The hills around the village are in the hands of separatist rebels. The police
hold only the entry to the
village, where 30 camouflaged anti-terrorist officers and an APC fitted with a
12 millimetre cannon
block the guerrillas' route to Bujanovac, one of the three main towns in the
disputed border region.
Three miles (five kilometres) beyond this new front line lies the border village
of Konculj, which the
police abandoned in "chaotic" circumstances late Wednesday under heavy mortar
fire from the
rebels -- the Liberation Army of Presevo, Medveda and Bujanovac (UCPMB).
The guerrillas, who are thought to be backed by former members of the Kosovo
Liberation Army,
want to unite the Presevo valley region and its 70,000 strong ethnic Albanian
majority with a future
independent Kosovo.
The group launched a new offensive on Tuesday, three days ahead of the Balkans
Summit between
European and regional leaders in Zagreb, and succeeded in cutting off the Lucane
to Konculj road,
which normally sees 80 lorries pass every day.
From behind a mound of earth an officer watches the hills around the besieged
village. Men can be
seen moving through the undergrowth, and off on his flank a guerrilla on
horseback reconnoiters the
terrain.
He orders the men around him to get into cover behind a house.

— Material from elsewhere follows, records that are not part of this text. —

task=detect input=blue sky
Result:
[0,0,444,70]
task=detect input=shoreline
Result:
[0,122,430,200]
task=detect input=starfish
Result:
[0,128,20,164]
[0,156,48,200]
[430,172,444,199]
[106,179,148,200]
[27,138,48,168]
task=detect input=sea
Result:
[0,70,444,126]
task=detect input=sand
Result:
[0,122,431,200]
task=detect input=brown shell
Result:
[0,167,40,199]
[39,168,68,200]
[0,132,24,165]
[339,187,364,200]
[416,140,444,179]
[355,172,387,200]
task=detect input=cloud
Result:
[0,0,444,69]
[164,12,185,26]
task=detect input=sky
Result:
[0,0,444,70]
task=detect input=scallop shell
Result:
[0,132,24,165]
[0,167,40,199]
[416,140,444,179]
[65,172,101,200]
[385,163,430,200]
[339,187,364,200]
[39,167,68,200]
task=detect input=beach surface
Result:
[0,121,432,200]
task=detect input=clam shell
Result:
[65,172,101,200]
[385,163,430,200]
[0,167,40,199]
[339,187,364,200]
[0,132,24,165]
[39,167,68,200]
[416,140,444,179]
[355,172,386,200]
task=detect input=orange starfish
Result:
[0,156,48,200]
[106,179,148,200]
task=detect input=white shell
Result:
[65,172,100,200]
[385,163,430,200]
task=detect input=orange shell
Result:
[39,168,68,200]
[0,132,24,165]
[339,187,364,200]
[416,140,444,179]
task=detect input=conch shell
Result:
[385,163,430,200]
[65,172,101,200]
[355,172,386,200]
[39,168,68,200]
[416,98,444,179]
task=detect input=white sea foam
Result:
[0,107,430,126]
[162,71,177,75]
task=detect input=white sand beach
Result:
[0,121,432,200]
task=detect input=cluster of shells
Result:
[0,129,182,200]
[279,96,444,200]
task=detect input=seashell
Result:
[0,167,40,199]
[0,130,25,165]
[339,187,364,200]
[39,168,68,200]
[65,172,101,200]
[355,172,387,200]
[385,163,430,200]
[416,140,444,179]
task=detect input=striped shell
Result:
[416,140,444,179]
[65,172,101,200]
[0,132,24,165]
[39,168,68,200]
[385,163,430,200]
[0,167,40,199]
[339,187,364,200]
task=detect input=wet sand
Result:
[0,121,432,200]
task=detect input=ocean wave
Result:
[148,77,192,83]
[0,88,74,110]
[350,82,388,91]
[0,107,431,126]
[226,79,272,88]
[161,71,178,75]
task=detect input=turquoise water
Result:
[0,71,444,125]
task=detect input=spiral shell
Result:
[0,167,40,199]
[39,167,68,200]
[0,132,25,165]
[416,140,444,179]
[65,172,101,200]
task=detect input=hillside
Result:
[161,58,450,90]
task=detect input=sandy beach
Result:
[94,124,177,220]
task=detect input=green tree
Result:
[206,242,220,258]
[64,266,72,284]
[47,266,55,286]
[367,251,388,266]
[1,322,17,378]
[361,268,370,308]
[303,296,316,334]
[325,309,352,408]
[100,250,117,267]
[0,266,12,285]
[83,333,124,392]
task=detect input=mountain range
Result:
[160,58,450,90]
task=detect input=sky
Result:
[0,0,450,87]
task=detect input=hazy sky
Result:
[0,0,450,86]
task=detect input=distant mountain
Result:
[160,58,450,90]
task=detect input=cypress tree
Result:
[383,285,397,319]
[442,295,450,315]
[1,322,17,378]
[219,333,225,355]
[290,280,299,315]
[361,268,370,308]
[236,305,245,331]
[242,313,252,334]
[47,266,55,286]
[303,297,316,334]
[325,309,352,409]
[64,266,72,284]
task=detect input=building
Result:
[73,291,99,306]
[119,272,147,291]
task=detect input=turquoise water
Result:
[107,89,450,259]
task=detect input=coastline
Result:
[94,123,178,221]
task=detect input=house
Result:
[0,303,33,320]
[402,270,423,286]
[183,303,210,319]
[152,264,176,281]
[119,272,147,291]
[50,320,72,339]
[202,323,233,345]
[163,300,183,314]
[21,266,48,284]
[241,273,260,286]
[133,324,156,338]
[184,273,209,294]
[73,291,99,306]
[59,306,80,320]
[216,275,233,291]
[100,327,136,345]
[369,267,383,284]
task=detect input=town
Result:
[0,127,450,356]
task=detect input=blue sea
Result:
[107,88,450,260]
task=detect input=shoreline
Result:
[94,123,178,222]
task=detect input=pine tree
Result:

Until Wednesday the hills, just inside the three-mile (five-kilometre)
demilitarised buffer zone
between Serbian forces and Kosovo's NATO-led peacekeeping troops, were still in
Serb hands.
Now the police fear the peace deal Yugoslavia signed last year with the alliance
has deprived them
of the means to retake them.
Under the deal, only Serbian local police are allowed to patrol the border area
rather than Yugoslav
army troops, and the patrols are forbidden from using arms more powerful than
the 12 millimetre gun
deployed at Lucane.
Faced with a guerrilla force which has managed to acquire, often through
smuggling runs from
Kosovo, heavy mortars, rocket propelled grenades and heavy machine guns, the
Serb police "could
hold out no longer," an officer told AFP.

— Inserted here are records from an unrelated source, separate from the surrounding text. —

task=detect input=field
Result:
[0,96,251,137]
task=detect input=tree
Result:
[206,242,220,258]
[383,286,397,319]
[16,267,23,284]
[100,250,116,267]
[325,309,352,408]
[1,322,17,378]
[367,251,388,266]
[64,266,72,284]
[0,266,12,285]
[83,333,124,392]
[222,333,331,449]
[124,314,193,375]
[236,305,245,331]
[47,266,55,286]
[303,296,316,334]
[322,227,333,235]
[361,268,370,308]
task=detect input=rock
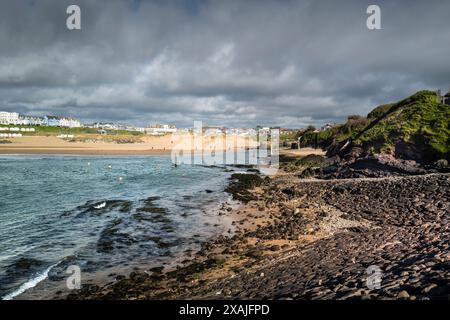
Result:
[269,244,281,251]
[422,283,437,294]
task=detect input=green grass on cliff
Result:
[301,91,450,161]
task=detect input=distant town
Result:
[0,111,177,135]
[0,111,306,137]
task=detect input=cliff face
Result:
[351,91,450,163]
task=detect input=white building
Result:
[0,111,19,124]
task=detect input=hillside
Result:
[301,91,450,164]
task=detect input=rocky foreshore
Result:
[68,169,450,300]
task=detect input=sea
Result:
[0,155,238,300]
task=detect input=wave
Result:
[2,263,58,300]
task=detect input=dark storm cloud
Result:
[0,0,450,127]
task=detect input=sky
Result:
[0,0,450,128]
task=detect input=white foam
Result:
[2,263,57,300]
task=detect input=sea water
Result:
[0,155,237,299]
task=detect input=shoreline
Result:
[0,147,172,156]
[64,169,450,300]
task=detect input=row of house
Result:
[0,111,81,128]
[436,89,450,105]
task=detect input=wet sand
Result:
[0,134,255,155]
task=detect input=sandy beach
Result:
[0,134,256,155]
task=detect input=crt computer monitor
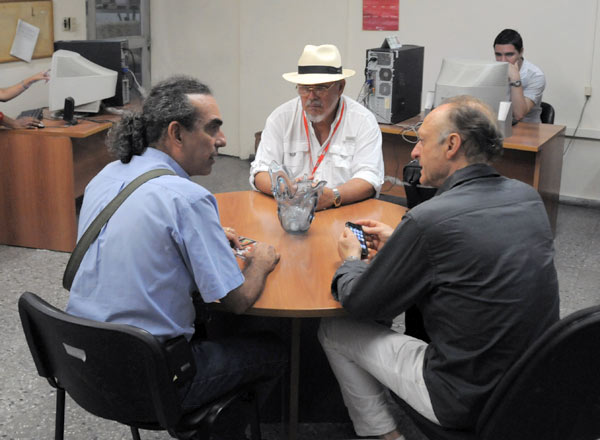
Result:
[48,50,117,113]
[434,58,510,113]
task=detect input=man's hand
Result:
[221,242,279,314]
[317,187,335,211]
[246,242,280,275]
[354,219,394,257]
[223,227,242,249]
[338,228,360,260]
[3,116,44,129]
[508,63,521,82]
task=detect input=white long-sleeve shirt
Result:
[250,95,384,194]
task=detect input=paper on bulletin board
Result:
[363,0,400,31]
[10,19,40,62]
[0,0,54,63]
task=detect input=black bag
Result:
[163,335,196,387]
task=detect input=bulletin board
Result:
[0,0,54,63]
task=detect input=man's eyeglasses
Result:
[296,82,335,98]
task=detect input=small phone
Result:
[346,222,369,258]
[233,236,256,259]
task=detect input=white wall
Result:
[152,0,600,201]
[0,0,600,201]
[0,0,86,117]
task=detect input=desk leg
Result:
[288,318,301,440]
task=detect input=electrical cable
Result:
[563,96,590,157]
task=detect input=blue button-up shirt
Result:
[67,148,244,340]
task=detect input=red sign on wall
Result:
[363,0,400,31]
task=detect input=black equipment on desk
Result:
[54,39,130,107]
[17,107,44,121]
[63,97,77,125]
[402,159,437,209]
[365,40,425,124]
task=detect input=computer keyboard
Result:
[17,107,44,121]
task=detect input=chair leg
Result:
[54,388,65,440]
[250,392,262,440]
[129,426,142,440]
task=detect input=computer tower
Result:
[365,45,425,124]
[54,39,129,107]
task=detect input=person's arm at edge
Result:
[221,243,279,314]
[0,114,35,129]
[0,71,49,102]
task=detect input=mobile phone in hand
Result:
[346,222,369,258]
[233,236,256,260]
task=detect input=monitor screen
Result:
[434,58,510,113]
[48,50,117,113]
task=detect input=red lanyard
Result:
[302,101,346,179]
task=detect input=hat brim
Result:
[282,69,356,85]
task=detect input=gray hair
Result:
[108,76,212,163]
[440,95,504,163]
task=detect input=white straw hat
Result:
[283,44,355,84]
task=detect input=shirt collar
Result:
[435,163,500,196]
[142,147,190,179]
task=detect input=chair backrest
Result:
[477,306,600,440]
[540,102,554,124]
[19,292,182,428]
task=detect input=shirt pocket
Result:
[283,140,308,174]
[329,138,356,171]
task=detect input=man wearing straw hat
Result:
[250,44,383,209]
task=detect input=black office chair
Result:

"We're up against 400 hardened fighters," he declared.
If only they could get "the green light" to unleash their own arsenal of
weapons, they would be able
to reopen the road and take back the territory lost to the rebels, he claimed,
and they are hoping that
the leaders meeting in Zagreb might bring pressure to bear on NATO to give them
some leeway.
"Let's hope Europe won't abandon its traditional ally in favour of the most
primitive people on the
continent," the policeman said, crossing himself and praying to God for the big
guns to be rolled out.
In Belgrade, one of Serbia's three interior ministers said KFOR had 72 hours to
put down the
uprising or they would send in more troops with superior weapons.